+44 (0) 207 495 2244

New corporate loss relief rules with a change in ownership

If a company is liable to corporation tax and makes a loss from trading, they will be able to claim relief from corporation tax. This is available by offsetting the loss against gains or profits of the company in the same accounting period. In the absence of other elections, this will then be carried forward to future accounting periods. In most cases, trading losses arising from periods after 1 April 2017 can be carried forward and set off against total profits of that company, or total profits of another company in the same group.

Tax avoidance legislation exists to prevent companies carrying forward trading losses, where the company has undergone a change of ownership. A practical example of this would be where the new owner’s intentions were to buy the company simply to utilise the losses brought forward. If HMRC consider there has been a major change in the nature or conduct of the trade, they will not allow the losses to be brought forward against total profits of the company. Further to this, if the company’s trade was small or negligible immediately before the change in ownership, and the trade undergoes a considerable revival following the change, the brick wall may once again come up!
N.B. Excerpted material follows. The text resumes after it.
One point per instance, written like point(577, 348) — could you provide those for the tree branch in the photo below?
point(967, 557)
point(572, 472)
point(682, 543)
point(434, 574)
HMRC will review the period from 3 years leading up to the change, to the 3 years that immediately follow.

Legislation defines a major change as including “a major change in the type of property dealt in, or services or facilities provided, or a major change in customers, outlets or markets.” However, changes brought in to keep pace with current technology, the dropping of unprofitable product lines, or the adaption of new management techniques are stated by HMRC guidance as being commercial changes for the continuance of a profitable trade, and therefore will not restrict the availability of relief.

Property investment/non-trading businesses are not exempt from the anti-avoidance rules. After a change of ownership, HMRC will again consider anti-avoidance rules, recognising significant differences in the company’s capital, and the nature of investments as triggers for their restrictions (being on specific non-trading loss relief). The time periods remain the same, however guidance indicates they will also consider gradual changes outside of this period.

Be aware that “shell companies” which may not have any trading or investment activity may also be impacted by these rules.
HMRC have indicated that they will look at all factors and will have regard to qualitative as well as quantitative factors. As the change in loss relief rules have occurred relatively recently, changes may once again come afoot as a result of the practicality of these new loss relief rules.